RÍO
De no haber sido por el río, bien mío, y el
delicioso rumor de sus aguas al pasar, raudas, por el camino de piedras
blanquecinas y grisáceas arenas que recorre constantemente sin cansarse ni
proferir una queja de inconformidad, mi infancia primero, y después mi
adolescencia, habrían sido insulsas, monótonas, tediosas y carentes de
atractivos capaces de conformar, inequívocamente, que fui niño y adolescente.

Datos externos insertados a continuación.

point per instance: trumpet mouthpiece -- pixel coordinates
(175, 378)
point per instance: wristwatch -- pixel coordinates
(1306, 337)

¡Así de impactante fue el río y su disfrute pleno en los primeros años de mi
vida, cuando no tenía consciencia de que biológicamente el hombre pasaba por
diferentes etapas y geográficamente mi mundo se circunscribía a Marabal, el
caserío que me vio nacer, e Irapa, que entonces, para diferenciarlo del campo,
denominábamos el pueblo, y donde por primera vez admiré, sin palparlo, la
grandeza del mar y conocí el cementerio!
Pasaba en el río todo el tiempo que me era posible,
y en sus cristalinas, saludables y amistosas aguas aprendí a soñar despierto y
a creerme dueño de su diminuto tesoro alimentario: guabinas, guaraguaras,
querepes, camarones y cangrejos. Flotaba sobre la apacible corriente, con los
ojos cerrados, y me entregaba a ella inocentemente hasta la llegada de la
noche, cuando los grillos, con su monótona sinfonía, se dejaban oír.